Monitor Ubuntu Ollama

# Ubuntu Ollama fleet status
curl -s http://localhost:11435/fleet/status | python3 -m json.tool

# Ubuntu Ollama health — 15 automated checks
curl -s http://localhost:11435/dashboard/api/health | python3 -m json.tool

# Ubuntu Ollama models loaded
curl -s http://localhost:11435/api/ps | python3 -m json.tool

# Ubuntu Ollama logs
journalctl -u herd-router -f
tail -f ~/.fleet-manager/logs/herd.jsonl.$(date +%Y-%m-%d)
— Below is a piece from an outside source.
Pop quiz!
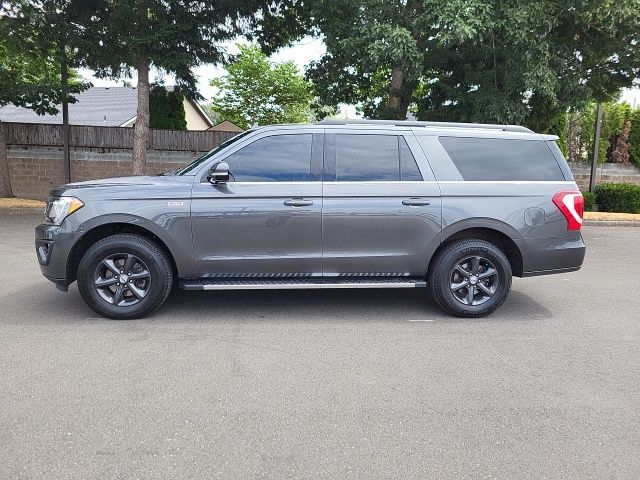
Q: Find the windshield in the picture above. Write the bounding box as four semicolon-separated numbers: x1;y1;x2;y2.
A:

Dashboard at http://localhost:11435/dashboard — live Ubuntu Ollama monitoring.

Also available on Ubuntu Ollama

Image generation

curl http://localhost:11435/api/generate-image \
  -d '{"model": "z-image-turbo", "prompt": "Ubuntu penguin in space", "width": 1024, "height": 1024}'

Embeddings

curl http://localhost:11435/api/embed \
  -d '{"model": "nomic-embed-text", "input": "Ubuntu Ollama local inference routing"}'

Full documentation

Contribute

Ollama Herd is open source (MIT). Ubuntu Ollama users welcome:

Guardrails

Ubuntu Ollama model downloads require explicit user confirmation.
Ubuntu Ollama model deletion requires explicit user confirmation.
Never delete or modify files in ~/.fleet-manager/.
No models are downloaded automatically — all pulls are user-initiated or require opt-in.